Recipe – Grilled Marinated Boneless Leg of Lamb
» 3 TBS Olive oil
» 1/8 cup Chopped rosemary
» 2 TBS Chopped fresh mint
» 6 each Garlic cloves, chopped
» 1 each Boneless leg of lamb, 2½ to 3 pounds, not-rolled and tied, lamb should be butterflied so it is relatively the same thickness
» 1 TBS Kosher salt
» 1 TBS Cracked black pepper
Place first 4 ingredients in large ziplock bag and stir to combine. Add lamb, close back securely and toss until lamb is well coated on all sides. Place in fridge for 3-4 hours. Remove from fridge, place on large platter, and season both sides with salt & pepper. Allow to sit for 45 minutes.
Meanwhile, prepare charcoal fire or heat if using propane grill. Drain any excess oil off the lamb so as to avoid flare-ups and carefully place it fat side up on the hottest part of the grill. Turn the lamb frequently until you achieve a nice crusty char on all sides, including the fat side.
Move to a cool side of the grill, cover, and allow to cook until internal temperature reaches 125 degrees (for medium rare) in the center when probed with an instant read thermometer. Remove from heat, place on platter, cover lightly with foil and allow to sit 15 minutes. Slice into ¼” slices and serve with potato gratin and arugula salad.
Recipe – Gruyere & Garlic Potato Gratin
» 3 each Russet potatoes
» 1 cup Shredded gruyere cheese
» 2-3 each Garlic cloves, minced
» 2 TBS Butter
» As needed Kosher salt
» As needed White pepper
» 1-1/2 cup Heavy Cream
Butter the bottom of an 8″ pie pan with 1 tablespoon butter and sprinkle 1/3 of the garlic around the bottom. Peel russet potatoes and using a mandolin or food processor slice them into 1/8 slices.
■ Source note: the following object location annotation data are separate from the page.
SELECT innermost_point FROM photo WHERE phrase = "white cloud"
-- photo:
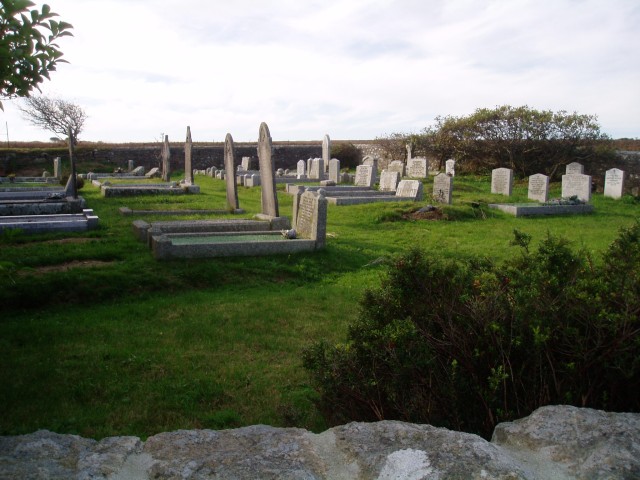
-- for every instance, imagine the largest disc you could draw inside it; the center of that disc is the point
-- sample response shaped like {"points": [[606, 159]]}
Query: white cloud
{"points": [[354, 69]]}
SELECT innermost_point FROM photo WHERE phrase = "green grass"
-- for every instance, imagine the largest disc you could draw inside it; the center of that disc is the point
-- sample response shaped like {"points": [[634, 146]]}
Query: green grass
{"points": [[124, 344]]}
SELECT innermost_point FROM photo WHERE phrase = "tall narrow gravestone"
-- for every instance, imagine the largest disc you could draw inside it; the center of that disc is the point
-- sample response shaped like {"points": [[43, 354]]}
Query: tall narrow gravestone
{"points": [[614, 183], [364, 176], [326, 152], [538, 187], [188, 172], [267, 173], [442, 188], [450, 167], [334, 170], [230, 177], [576, 185], [417, 167], [502, 181], [166, 157]]}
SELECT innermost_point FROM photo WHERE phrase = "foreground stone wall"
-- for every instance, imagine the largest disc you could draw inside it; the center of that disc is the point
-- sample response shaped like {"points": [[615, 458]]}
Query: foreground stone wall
{"points": [[557, 442]]}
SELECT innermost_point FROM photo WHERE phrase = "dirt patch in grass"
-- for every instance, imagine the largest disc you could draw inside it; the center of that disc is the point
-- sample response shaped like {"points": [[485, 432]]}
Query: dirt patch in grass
{"points": [[436, 214], [63, 267]]}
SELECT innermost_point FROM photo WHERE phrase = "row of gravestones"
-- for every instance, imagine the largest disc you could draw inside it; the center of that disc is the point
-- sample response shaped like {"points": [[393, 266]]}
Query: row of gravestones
{"points": [[574, 183]]}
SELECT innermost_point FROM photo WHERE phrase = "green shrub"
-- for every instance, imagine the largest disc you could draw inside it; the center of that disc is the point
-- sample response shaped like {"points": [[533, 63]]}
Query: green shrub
{"points": [[349, 155], [468, 344]]}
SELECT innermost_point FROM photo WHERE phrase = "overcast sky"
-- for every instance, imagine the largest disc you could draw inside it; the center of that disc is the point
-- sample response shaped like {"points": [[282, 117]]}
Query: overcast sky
{"points": [[352, 69]]}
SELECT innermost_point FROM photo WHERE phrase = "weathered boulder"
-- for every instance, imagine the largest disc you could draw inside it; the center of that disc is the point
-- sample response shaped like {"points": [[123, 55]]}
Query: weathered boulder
{"points": [[557, 442]]}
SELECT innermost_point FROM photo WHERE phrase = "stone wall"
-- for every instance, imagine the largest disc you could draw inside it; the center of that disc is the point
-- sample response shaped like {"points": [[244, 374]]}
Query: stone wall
{"points": [[555, 442]]}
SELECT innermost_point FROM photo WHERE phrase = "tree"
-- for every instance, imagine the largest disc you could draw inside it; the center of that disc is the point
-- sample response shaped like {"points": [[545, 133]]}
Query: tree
{"points": [[54, 114], [28, 51], [60, 117], [524, 139]]}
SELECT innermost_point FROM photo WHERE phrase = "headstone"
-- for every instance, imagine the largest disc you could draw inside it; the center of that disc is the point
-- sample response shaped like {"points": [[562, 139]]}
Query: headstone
{"points": [[369, 160], [317, 169], [326, 152], [502, 181], [397, 166], [166, 157], [188, 172], [450, 167], [301, 170], [539, 188], [442, 188], [614, 183], [364, 176], [389, 181], [153, 173], [267, 177], [229, 167], [417, 168], [574, 168], [310, 216], [334, 170], [576, 185], [410, 188]]}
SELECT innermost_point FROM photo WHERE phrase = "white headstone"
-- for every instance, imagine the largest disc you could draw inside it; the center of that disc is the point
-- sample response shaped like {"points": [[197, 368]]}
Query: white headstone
{"points": [[389, 181], [450, 167], [397, 166], [442, 188], [326, 152], [334, 170], [417, 168], [364, 176], [574, 167], [614, 183], [317, 169], [538, 187], [502, 181], [301, 169], [576, 185], [410, 188]]}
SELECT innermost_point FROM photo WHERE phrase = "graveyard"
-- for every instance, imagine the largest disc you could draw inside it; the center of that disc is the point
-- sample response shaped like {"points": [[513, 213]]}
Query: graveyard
{"points": [[101, 338]]}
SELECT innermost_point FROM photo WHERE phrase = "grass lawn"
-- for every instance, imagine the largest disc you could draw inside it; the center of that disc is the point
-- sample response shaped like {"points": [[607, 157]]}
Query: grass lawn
{"points": [[100, 339]]}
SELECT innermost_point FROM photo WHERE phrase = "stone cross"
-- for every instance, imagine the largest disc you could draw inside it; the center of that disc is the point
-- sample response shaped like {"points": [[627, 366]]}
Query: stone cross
{"points": [[326, 152], [229, 173], [188, 172], [267, 173], [614, 183], [166, 157]]}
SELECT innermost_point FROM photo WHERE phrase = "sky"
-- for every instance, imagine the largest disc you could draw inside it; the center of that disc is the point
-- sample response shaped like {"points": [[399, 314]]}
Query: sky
{"points": [[351, 69]]}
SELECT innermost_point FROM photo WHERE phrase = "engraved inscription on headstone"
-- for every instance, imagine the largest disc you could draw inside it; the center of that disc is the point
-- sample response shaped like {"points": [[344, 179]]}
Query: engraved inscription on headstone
{"points": [[538, 187], [442, 188], [267, 173], [502, 181], [229, 167], [576, 185], [614, 183], [364, 176]]}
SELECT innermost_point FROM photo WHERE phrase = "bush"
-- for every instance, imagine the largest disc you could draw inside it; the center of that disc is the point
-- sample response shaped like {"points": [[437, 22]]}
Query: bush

Working quickly so the potatoes to not discolor, layer the bottom of the plate with the potatoes, then sprinkle lightly with gruyere and about a 1/8 teaspoon of salt and white pepper. Repeat this layering process adding minced garlic in every other layer until plate is filled.
Pour heavy cream over entire top of the potatoes and dot with the remaining tablespoon of butter. Bake in a 350 degree oven for 30 minutes or until lightly browned. Cover lightly with foil and continue to bake until tender then you push a paring knife through the center to the bottom. Allow to sit 20 minutes before serving.